Je vis au bord d’un canal,
quelques fois des canards se risquent sur ma terre ferme et viennent
accompagner mes pas jusqu’à la porte, une révérence humide.
Mon vélo est gris, je longe avec
lui la ville, d’eau en eau, je parcours les rues calmes. Cheveux noirs au vent,
une aberration parmi tout ce blond.
Je vis au bord de la ville, le
vert m’émeut encore, même en overdose, le soleil se fait désirer, alors, je
pédale pour oublier que le sud est loin, parfois je me noie dans un pavé d’histoire.
Je vis au bord du souvenir. J’ai
des envies de meurtre pour la distance qui m’éloigne d’Elle, des rêves d’exterminer
un à un les kilomètres qui me séparent du bitume familier, de la chaleur du
foyer originel. Je joncherais le sol et la mer des mètres morts.
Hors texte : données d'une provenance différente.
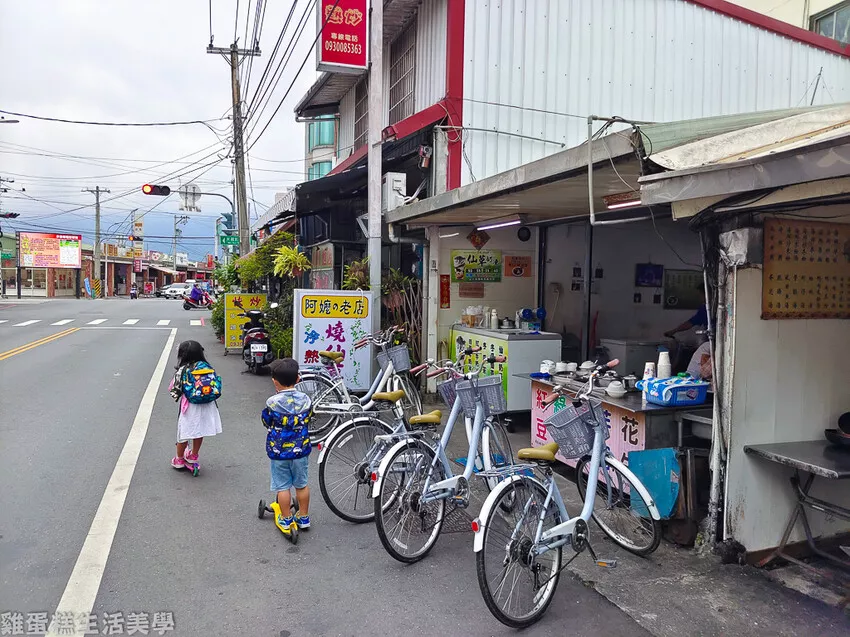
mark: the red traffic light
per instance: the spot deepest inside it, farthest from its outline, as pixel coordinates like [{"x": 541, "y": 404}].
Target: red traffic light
[{"x": 161, "y": 191}]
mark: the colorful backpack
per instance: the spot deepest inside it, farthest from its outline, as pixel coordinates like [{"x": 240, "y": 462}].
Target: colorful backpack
[{"x": 201, "y": 384}]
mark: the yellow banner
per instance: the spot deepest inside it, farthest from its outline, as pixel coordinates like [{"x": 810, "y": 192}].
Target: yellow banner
[
  {"x": 323, "y": 306},
  {"x": 234, "y": 305}
]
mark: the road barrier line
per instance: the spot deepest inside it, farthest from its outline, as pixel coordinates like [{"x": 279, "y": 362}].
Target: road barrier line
[
  {"x": 81, "y": 591},
  {"x": 33, "y": 344}
]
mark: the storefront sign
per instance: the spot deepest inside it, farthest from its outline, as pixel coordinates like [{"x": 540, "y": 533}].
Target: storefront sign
[
  {"x": 627, "y": 429},
  {"x": 517, "y": 266},
  {"x": 476, "y": 266},
  {"x": 333, "y": 320},
  {"x": 43, "y": 250},
  {"x": 234, "y": 306},
  {"x": 344, "y": 38},
  {"x": 445, "y": 291}
]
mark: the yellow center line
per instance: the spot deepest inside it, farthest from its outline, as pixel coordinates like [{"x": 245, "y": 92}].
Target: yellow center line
[{"x": 34, "y": 344}]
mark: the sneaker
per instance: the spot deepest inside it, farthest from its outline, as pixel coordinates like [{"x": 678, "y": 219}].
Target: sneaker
[{"x": 285, "y": 524}]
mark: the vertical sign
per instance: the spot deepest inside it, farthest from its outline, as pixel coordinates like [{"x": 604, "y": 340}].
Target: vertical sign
[
  {"x": 333, "y": 320},
  {"x": 234, "y": 306},
  {"x": 344, "y": 36}
]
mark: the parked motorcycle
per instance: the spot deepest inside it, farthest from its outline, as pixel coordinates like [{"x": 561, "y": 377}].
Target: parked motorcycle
[{"x": 256, "y": 343}]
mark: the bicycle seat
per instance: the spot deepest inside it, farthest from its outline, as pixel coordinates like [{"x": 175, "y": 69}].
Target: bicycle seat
[
  {"x": 389, "y": 396},
  {"x": 433, "y": 418},
  {"x": 544, "y": 453}
]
Des envies de meurtre quand l’écran
me parle et non ma mère, quand mes amis se réduisent à des codes binaires.
Des
nostalgies de l’intense, de la foule que je connais, des visages familiers et
familiaux, des leurs rires, de nos danses. Je n’avais pas connu l’exil à Paris,
je le connais maintenant. La solitude est un poison.
Heureusement…
Je vis au
bord d’un canal, le temps est plus doux, le soleil, moins capricieux, quelques cygnes au pied de
ma porte et des bateaux qui tanguent, alors je tourne, tourne les pédales,
comme autant de moulins, un Don Quichotte urbain.
Heureusement…
Que mon
panier est rose, un beau bouquet de tulipes au salon, et par un 18 pouces, une
fenêtre sur ce que j’ai laissé, quelques senteurs filtrent, quelques sons. Une
tête brûlée parmi tout ce blond.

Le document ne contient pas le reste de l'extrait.